L'amour est associé à la mort au
point de donner vie à une scène de nécrophilie dans « Heirate
mich ». Ainsi l'amour, quand il est associé à la perte et au
manque, pousse à la folie comme un « Mal ancien – Das alter
leid ». Et cette folie qu'est l'amour amène à la mort, comme
dans un éternel recommencement. « Weisses Fleisch »
narre un meurtre : la pulsion amoureuse et sexuelle prend le
dessus sur la raison, le narrateur parle de « [son]
cerveau malade » qui le pousse à faire des « Marques
rouges sur le blanc de [la] peau » de la femme aimée.
Cette
association amour – mort – violence va jusqu'à l'expression du
dégoût de soi dans « Laichzeit ». Ce n'est pas la haine
de soi parce qu'on a été rejeté par l'autre, mais le dégoût
d'être naît de ces pulsions macabres et lubriques. À travers cette
chanson transparaît aussi la thématique de l'insecte qui aura sa
place et dans Sehnsucht.
Si
cet amour destructeur est à la source de la vie, Rammstein va
jusqu'à affirmer que l'Apocalypse sera déclenché par les peines de
cœur dans « der Meister ». D'ailleurs, cet aspect
biblique se retrouve lorsqu'ils font de la scène de la Passion du
Christ une métaphore de l'acte sexuel destructeur dans « Asche
zu Asche ». Pourrait-ont aller jusqu'à dire que le seul dieu
c'est l'amour dans sa violence la plus extrême ?
L'amour
n'est-il que violence et mort ? « Seemann », au
centre de l'album, semble apporter un peu de répit dans ces pulsions
amoureuses et sexuelles. Mais lorsque la violence s'efface, elle
laisse place à la mélancolie la plus profonde, au spleen, à la
solitude. Et il ne reste plus que cette sensation de « froid ».
Au
cœur de cette apocalypse amoureuse et sexuelle, « Herzeleid »

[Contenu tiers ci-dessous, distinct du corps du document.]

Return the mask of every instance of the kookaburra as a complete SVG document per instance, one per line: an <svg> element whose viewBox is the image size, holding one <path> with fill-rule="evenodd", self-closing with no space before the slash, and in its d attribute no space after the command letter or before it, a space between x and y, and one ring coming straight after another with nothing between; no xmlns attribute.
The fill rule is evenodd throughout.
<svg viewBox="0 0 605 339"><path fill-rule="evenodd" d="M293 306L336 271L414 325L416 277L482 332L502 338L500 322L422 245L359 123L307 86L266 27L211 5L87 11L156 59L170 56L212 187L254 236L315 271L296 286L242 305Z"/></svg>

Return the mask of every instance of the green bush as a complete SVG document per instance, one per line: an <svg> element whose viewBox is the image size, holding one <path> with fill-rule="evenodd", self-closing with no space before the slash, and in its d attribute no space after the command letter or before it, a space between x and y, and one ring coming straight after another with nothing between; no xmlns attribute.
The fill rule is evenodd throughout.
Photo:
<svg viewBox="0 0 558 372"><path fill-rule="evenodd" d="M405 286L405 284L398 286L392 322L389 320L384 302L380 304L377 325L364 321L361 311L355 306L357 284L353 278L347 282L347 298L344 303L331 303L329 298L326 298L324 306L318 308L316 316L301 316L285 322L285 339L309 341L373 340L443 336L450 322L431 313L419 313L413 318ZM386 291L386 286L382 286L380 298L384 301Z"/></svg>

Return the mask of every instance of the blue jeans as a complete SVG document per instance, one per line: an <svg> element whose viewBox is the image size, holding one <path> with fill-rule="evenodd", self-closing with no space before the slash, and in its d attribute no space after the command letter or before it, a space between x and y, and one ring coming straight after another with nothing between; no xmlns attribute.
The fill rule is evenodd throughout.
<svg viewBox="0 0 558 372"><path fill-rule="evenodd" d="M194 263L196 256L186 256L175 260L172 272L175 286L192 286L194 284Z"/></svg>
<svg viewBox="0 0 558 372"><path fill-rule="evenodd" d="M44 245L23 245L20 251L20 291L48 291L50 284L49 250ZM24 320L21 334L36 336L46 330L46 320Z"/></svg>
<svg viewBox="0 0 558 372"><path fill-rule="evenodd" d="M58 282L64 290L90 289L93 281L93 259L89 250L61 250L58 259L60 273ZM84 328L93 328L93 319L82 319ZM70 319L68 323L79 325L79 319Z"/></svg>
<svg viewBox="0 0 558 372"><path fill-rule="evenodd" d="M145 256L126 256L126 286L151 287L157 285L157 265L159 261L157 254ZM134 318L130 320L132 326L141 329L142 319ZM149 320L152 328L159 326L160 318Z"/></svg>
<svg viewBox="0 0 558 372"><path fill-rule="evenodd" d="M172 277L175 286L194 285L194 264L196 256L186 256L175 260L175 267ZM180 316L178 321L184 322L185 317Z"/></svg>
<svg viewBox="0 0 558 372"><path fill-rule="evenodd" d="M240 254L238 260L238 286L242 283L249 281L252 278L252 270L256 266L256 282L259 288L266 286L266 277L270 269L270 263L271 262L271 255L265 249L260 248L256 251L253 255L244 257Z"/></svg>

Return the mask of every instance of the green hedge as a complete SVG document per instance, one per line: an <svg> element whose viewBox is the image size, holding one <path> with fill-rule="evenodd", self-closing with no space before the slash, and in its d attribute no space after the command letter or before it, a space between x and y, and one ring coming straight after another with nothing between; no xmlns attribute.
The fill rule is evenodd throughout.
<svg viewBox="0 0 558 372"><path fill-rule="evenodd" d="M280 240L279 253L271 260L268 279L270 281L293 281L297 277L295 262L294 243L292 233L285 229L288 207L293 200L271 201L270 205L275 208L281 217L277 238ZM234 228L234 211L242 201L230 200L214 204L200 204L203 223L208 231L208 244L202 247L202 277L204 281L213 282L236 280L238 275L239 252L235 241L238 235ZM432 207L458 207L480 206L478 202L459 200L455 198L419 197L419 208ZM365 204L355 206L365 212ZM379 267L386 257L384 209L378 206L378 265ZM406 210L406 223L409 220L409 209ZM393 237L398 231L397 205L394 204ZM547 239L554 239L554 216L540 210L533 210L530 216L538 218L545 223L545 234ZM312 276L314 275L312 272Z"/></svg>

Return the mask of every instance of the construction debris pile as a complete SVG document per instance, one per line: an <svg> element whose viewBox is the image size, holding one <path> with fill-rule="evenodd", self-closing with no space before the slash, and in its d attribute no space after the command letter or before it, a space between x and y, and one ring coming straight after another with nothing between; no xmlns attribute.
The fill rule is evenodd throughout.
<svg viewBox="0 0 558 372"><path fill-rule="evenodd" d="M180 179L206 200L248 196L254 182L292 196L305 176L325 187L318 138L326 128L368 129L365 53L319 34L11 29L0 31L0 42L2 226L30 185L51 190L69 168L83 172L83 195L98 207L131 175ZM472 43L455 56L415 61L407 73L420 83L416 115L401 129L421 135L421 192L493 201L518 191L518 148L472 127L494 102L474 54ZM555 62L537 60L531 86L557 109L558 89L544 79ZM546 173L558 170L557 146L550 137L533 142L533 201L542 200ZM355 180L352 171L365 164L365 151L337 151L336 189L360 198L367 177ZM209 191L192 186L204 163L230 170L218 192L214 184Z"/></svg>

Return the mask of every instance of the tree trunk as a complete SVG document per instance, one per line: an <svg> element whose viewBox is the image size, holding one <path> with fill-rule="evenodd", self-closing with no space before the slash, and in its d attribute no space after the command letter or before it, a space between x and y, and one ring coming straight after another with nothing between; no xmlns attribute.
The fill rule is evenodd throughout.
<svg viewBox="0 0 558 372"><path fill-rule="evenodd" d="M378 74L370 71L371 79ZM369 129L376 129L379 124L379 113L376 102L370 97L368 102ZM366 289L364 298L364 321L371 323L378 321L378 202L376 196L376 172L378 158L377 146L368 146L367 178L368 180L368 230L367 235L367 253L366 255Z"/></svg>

sonne comme un message d'avertissement. Ses premiers mots sont :
« Gardez-vous bien / Des peines de coeur », comme si
Rammstein s'adressait à ceux qui n'ont jamais connu ni l'amour ni le
sexe et leur disait de bien s'en préserver. À la lumière de la
chanson « Herzeleid », l'album entier apparaît comme une
mise en garde contre l'Amour qu'ils décrirons dans Reise,
Reise
comme une « bête sauvage » prête à nous dévorer.
Toutefois,
de ces constats pessimistes sur l'amour, l'album a bel et bien un
message positif. Ils l'ont gardé pour la fin avec « Rammstein »

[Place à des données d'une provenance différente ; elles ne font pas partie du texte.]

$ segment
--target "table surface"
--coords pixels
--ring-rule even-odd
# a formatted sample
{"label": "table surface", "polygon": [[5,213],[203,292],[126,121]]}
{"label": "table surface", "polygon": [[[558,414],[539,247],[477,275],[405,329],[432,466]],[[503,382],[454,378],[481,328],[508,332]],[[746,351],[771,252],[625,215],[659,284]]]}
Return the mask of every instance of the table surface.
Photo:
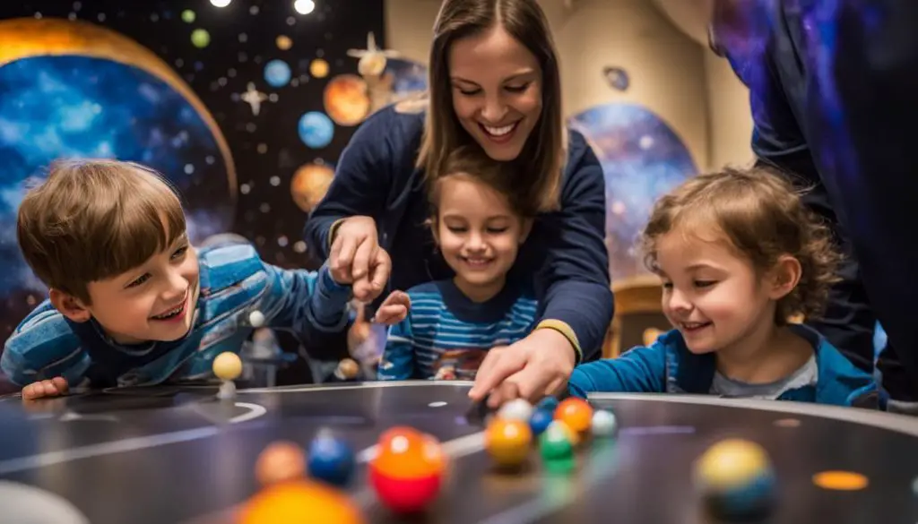
{"label": "table surface", "polygon": [[[692,463],[726,438],[760,443],[778,478],[767,522],[918,521],[918,420],[856,408],[709,396],[600,395],[620,423],[613,440],[578,451],[568,474],[494,470],[483,428],[465,415],[468,383],[368,383],[241,390],[160,387],[79,394],[24,404],[0,400],[0,511],[4,522],[54,524],[232,521],[257,490],[254,463],[271,441],[308,446],[323,428],[357,452],[348,489],[367,522],[406,521],[366,482],[379,435],[397,425],[440,439],[450,483],[410,522],[511,524],[709,522],[691,485]],[[868,477],[858,491],[817,487],[813,474]],[[918,487],[918,486],[916,486]],[[45,519],[42,519],[45,518]]]}

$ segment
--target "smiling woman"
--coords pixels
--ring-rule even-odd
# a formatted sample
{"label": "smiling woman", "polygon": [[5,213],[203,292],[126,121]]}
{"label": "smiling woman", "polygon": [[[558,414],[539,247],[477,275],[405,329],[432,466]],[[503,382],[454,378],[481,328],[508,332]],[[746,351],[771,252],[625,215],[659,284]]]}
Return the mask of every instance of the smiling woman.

que j'interprète, à la lumière de ce nous venons de constater,
comme un éloge à la création artistique. Oliver, dans l'interview du Live
aus Berlin
affirme que de la souffrance naît la création. Ainsi, c'est parce
que chaque membre du groupe à subit des peines de cœur qu'ils ont
pu créer, écrire, composer cet album, pourrait-on même aller
jusqu'à dire fait naître Rammstein. C'est en ce sens que le message
de cette dernière chanson est positive : l'amour et le mal qu'il génère est source de création.
Dès
leur début, Rammstein montre la femme comme l'ennemi de l'homme dans
le sens où elle fait naître en lui ce qu'il a de plus noir et de
plus violent, elle est à l'origine de ses souffrances. Toutefois,
pour faire face à cela, l'unité et l'amour inconditionnel et
idéalisé des membres du groupe entre eux s'affirme comme un remède
qui se traduit par l'acte de création.